Of course, the Owner Series is about a society that has been on the slippery slope to doom, both societally and ecologically. At the end of the first novel, the protagonist, an anti-hero called Alan Saul, was escaping from Earth on board the Argus Station having decapitated the global bureaucratic dictatorship of 'the Committee' whilst taking the station, and finishing off local controls by dropping their own satellite network on them. The 'zero asset' citizens are freed from Committee oversight, at the cost of the collapse of infrastructure, which potential could lead to their starvation.

This novel meshes three tales together - the emergence of Serene Galahad to reestablish the power of the Committee and the infrastructure of the Earth whilst pursuing a more radical path than her predecessors, the events at the Mars Colony which had effectively declared independence from Earth in the first book, and the events aboard the Argus Station. The plots are brutal, and don't show the nicer side of humanity.

Technology ramps forward without the control of the Committee, as Saul develops his abilities and others have the limits on what they can do released, and the plot twists and turns. Some of the characters - for example Galahad - feel quite two dimensional, but the energy and darkness of the plot drive you forward.

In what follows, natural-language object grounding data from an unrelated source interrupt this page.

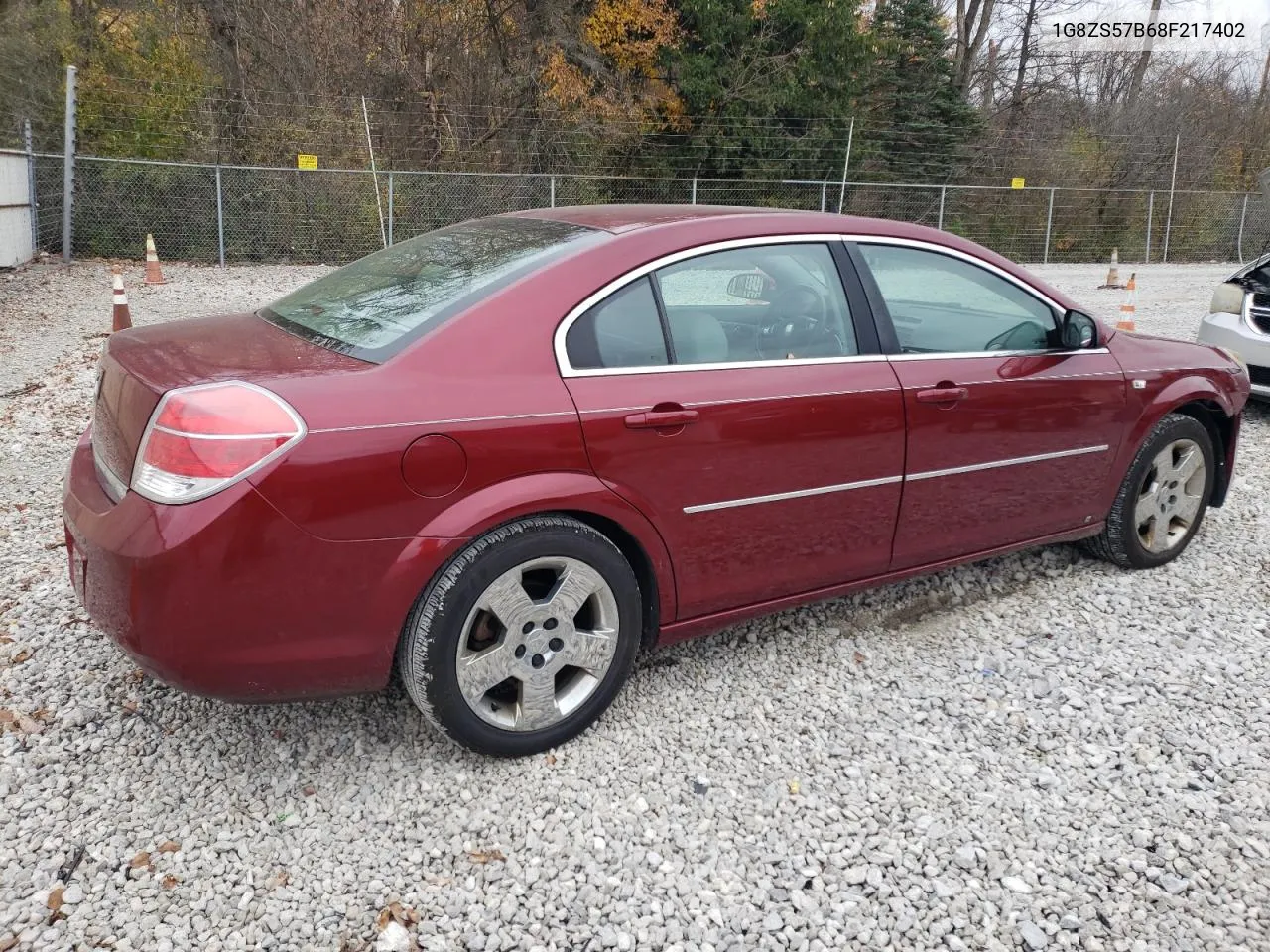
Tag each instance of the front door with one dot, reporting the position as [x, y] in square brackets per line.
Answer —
[1010, 438]
[726, 397]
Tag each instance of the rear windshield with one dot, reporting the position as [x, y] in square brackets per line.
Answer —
[376, 306]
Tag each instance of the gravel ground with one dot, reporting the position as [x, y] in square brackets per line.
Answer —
[1038, 752]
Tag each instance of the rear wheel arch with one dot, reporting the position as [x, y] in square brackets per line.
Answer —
[639, 562]
[581, 497]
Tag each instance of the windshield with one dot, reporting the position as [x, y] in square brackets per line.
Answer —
[376, 306]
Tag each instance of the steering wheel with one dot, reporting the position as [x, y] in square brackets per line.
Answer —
[798, 317]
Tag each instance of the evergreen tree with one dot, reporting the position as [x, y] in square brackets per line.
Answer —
[917, 117]
[751, 72]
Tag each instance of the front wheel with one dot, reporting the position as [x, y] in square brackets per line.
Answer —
[1162, 499]
[525, 639]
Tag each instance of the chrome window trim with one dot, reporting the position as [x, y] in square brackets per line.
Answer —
[721, 366]
[744, 400]
[887, 480]
[562, 330]
[358, 428]
[984, 354]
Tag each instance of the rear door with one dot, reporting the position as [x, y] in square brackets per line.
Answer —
[1010, 436]
[731, 395]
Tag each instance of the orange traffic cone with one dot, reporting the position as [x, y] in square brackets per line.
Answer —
[154, 273]
[1129, 307]
[1114, 271]
[122, 316]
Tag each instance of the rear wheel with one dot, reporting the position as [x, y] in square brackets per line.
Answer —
[1162, 499]
[525, 639]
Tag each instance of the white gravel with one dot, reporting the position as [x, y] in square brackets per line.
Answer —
[1039, 752]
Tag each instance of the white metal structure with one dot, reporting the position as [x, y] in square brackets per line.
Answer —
[16, 209]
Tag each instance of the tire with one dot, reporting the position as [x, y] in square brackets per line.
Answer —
[1175, 502]
[503, 607]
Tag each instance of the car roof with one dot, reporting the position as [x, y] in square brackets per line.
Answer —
[619, 218]
[698, 222]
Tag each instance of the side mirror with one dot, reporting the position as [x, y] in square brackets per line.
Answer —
[1079, 331]
[747, 285]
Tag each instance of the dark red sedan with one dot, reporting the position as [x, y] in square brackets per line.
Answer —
[511, 452]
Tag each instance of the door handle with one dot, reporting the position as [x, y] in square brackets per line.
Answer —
[943, 395]
[658, 419]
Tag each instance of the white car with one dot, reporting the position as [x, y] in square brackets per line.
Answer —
[1239, 321]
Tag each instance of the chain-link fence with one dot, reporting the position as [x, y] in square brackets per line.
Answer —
[249, 213]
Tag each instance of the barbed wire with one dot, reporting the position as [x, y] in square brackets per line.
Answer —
[172, 119]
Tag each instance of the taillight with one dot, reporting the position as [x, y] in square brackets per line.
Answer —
[204, 438]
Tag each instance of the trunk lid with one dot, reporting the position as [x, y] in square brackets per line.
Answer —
[139, 366]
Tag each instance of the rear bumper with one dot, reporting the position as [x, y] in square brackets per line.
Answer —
[1229, 330]
[227, 598]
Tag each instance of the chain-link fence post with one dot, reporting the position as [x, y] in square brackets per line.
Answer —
[220, 218]
[1049, 225]
[1173, 190]
[1151, 214]
[31, 185]
[67, 163]
[1243, 217]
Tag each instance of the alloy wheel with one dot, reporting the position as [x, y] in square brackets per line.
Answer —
[536, 645]
[1170, 497]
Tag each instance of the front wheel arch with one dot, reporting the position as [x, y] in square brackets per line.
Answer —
[1220, 429]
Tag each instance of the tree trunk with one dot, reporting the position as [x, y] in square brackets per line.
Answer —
[1024, 58]
[1139, 68]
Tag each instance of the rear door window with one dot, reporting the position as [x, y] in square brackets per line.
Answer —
[940, 303]
[622, 330]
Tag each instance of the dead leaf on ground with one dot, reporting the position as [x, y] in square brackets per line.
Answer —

I found that it was quite hard to put down as it draws you in quite effectively, despite finding whole elements somewhat unpleasant. The story goes into areas that few other SF stories do except in the more literary side of the genre (such as The Handmaid's Tale or Nineteen Eighty-Four), with a dark dystopian vision and characters that match. It won't be everyone's cup of hot beverage, but I recommend it for its energy and dark flavour. It directly provides of vision that contrasts technology used for good and for ill, with the difference being the morals of those that wield it.